Building and Evaluating AI Products

Jun 23, 2024

Building and Evaluating AI Products

Key Points and Main Ideas

  • Developing AI products often involves more time evaluating and iterating the model rather than programming.
  • Real-world cases are unpredictable, requiring constant monitoring and iteration.
  • Human evaluation is essential but becomes impractical at scale.
  • Automated evaluation systems using large language models (LLMs) can address this issue.

Challenges in AI Development

  • AI models often fail or give unexpected results, particularly in dynamic, real-world environments.
  • Need to handle diverse and complex customer requests not anticipated during initial development.
  • Iteration is time-consuming due to numerous combinations of settings, prompts, and models.
  • Lack of confidence in system improvements due to non-deterministic nature of LLMs.

Importance of Evaluation

  • Evaluating AI performance is crucial to measure improvement and find optimal settings.
  • Existing public evaluations may not align with specific tasks, making custom evaluations necessary.
  • Commonly used evaluation methods include human review and automated evaluations using LLMs or encoded rules.

Steps to Build an Evaluation System

  1. Choose Relevant Metrics

    • Metrics should address the most frequent failure points of the system.
    • Examples of metrics:
      • Contextual relevance
      • Faithfulness (non-hallucination)
      • Latency
      • Task completion accuracy
  2. Build the Evaluator

    • Decide on input data and outcomes for evaluation.
    • Use prompt templates for evaluation.
    • Examples of evaluator designs:
      • Relevance classification (relevant vs. irrelevant)
      • Instruction following and task completion in agents
  3. Prepare a Golden Data Set

    • Collect a set of test cases with known correct outcomes.
    • Methods to build this data set:
      • Manually curate small sets
      • Collect user logs from production and annotate
      • Generate synthetic data using large models
  4. Test and Compare Results

    • Evaluate system variations and compare performance against chosen metrics.
    • Use evaluation results to iterate and optimize.
    • Automated logging systems like LMs (LangSmith) can help track and analyze these variations.

Example: Building a Web Research Agent Evaluator

  • Logging System Setup: Use LangSmith to automatically track functions and model calls.
  • Metrics Definition: Focus on info gathering ability.
  • Evaluator Creation: Use prompt templates to check if the agent gathered necessary information.
  • Experimentation: Compare performance across different model versions (e.g., GPT-4 vs.
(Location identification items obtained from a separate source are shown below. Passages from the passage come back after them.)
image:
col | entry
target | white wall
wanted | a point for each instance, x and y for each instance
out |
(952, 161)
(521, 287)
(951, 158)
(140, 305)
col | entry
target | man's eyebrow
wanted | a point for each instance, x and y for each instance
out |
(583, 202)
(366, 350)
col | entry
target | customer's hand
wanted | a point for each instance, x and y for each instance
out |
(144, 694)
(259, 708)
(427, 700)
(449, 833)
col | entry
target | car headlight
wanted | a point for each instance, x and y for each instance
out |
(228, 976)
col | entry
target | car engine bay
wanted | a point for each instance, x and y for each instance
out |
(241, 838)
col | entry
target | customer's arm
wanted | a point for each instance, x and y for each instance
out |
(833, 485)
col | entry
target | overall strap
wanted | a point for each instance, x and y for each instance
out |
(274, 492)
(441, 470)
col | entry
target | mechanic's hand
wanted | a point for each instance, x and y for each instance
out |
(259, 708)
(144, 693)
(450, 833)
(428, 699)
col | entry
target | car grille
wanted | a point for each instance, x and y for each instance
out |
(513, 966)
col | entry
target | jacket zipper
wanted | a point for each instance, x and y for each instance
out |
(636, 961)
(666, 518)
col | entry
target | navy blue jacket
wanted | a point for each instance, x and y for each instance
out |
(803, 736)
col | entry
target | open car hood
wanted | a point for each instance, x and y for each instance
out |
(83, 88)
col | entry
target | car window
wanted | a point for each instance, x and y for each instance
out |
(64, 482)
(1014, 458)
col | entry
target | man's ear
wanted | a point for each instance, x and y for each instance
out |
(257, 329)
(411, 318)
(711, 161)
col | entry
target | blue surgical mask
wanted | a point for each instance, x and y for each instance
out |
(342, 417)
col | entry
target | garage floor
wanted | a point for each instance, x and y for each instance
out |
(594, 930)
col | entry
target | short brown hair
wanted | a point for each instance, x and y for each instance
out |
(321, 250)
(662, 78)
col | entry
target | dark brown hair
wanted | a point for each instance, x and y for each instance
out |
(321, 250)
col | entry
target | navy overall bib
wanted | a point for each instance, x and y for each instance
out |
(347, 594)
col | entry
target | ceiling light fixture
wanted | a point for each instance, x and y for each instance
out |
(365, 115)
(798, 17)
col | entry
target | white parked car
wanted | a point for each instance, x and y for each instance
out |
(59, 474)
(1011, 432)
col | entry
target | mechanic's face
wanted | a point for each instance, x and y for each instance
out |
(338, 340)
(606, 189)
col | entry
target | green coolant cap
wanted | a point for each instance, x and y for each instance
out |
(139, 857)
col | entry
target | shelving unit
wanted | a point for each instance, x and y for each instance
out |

GPT-3.5).

Conclusion

  • Iterative evaluation is key to improving AI systems' performance and reliability.
  • Automated evaluation systems reduce human labor and can process larger volumes of data.
  • Building effective evaluation systems ensures better and faster improvements to AI products.

Note: Stay updated with AI knowledge and ensure continuous learning and experimentation.